A Bacterial Protein as the First True Antidote for Carbon Monoxide Poisoning

The Silent Killer and a New Hope

Carbon monoxide, often referred to as the “silent killer,” poses a significant threat to public health. Each year, approximately 50,000 Americans are rushed to emergency rooms due to exposure to this invisible gas, with around 1,500 fatalities reported annually. The danger lies in its ability to go undetected, making it particularly deadly. Current treatment methods have remained largely unchanged for decades, with doctors typically administering oxygen, sometimes through high-pressure chambers, hoping for recovery. Unfortunately, nearly half of the survivors experience long-term damage to the brain or heart.

A groundbreaking development from a collaborative effort between the University of Maryland School of Medicine, the University of Pittsburgh, and Wake Forest University offers new hope. Scientists have created a protein-based antidote named RcoM-HBD-CCC that can rapidly remove carbon monoxide (CO) from the bloodstream. This innovative treatment stands out because it does not cause dangerous spikes in blood pressure, a common side effect of previous attempts.

How the Antidote Works

The therapy is inspired by a bacterium known as Paraburkholderia xenovorans, which naturally detects CO in its environment. The bacterial protein responsible for this detection, called RcoM, is highly sensitive to even trace amounts of the gas. Researchers modified this protein into a compact form, RcoM-HBD-CCC, which binds to CO with remarkable strength—nearly 50 times stronger than hemoglobin. Hemoglobin in red blood cells normally carries oxygen but can also bind to CO, reducing oxygen transport. However, RcoM-HBD-CCC's selectivity for CO over oxygen allows it to act like a molecular sponge, pulling CO off hemoglobin and allowing red blood cells to resume their oxygen-carrying function.

In experiments with mice, the antidote showed rapid effectiveness. After exposure to CO, treated animals experienced a much faster clearance of the gas from their blood compared to untreated ones. Additionally, the protein was safely excreted through urine, indicating a promising path for further development.

“This has the potential to become a rapid, intravenous antidote for carbon monoxide that could be given in the emergency department or even in the field by first-responders,” said study author Mark T. Gladwin, Dean of the University of Maryland School of Medicine.

Why This Approach Is Different

Previous attempts to develop CO scavengers have faced challenges, particularly with unintended interactions. Many engineered proteins, while effective at trapping CO, also bind to nitric oxide, a molecule that regulates blood pressure. This can lead to dangerous increases in blood pressure, kidney damage, or other complications.

However, RcoM-HBD-CCC appears to avoid these issues. Laboratory tests show that it reacts with nitric oxide much more slowly than other protein therapies. In mice, even at high doses, the protein did not cause hypertension or organ damage.

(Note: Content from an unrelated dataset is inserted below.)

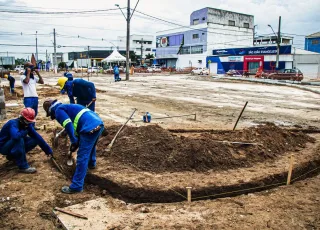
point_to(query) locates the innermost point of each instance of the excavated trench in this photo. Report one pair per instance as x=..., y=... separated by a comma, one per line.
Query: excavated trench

“This molecule could be a game-changer because it can directly and rapidly remove carbon monoxide from the body with such a low risk of off-target side effects,” said Jason J. Rose, Associate Professor of Medicine at UMSOM.

The team’s data reveal why: CO binds so tightly to the engineered protein that it rarely escapes. The half-life of CO inside the protein is measured in days, compared to minutes for oxygen. This one-way binding makes the protein highly effective.

What Comes Next

Currently, the therapy has only been tested in mice, and human trials are still years away. Researchers must address several critical questions: What is the appropriate dose? Can the protein work effectively in severely poisoned patients where damage may already be extensive? How will regulators assess a drug designed for emergency use rather than daily administration?

Beyond treating CO poisoning, the potential applications of similar molecules could extend to other medical fields. Rose suggests that such proteins might one day serve as blood substitutes for individuals with severe anemia or blood loss, or even help preserve organs before transplantation.

Despite these possibilities, the primary goal remains an effective antidote for carbon monoxide. For decades, emergency medicine has relied on oxygen tanks and hyperbaric chambers. If RcoM-HBD-CCC fulfills its promise, it could provide doctors and first responders with a tool that acts within minutes, rather than hours.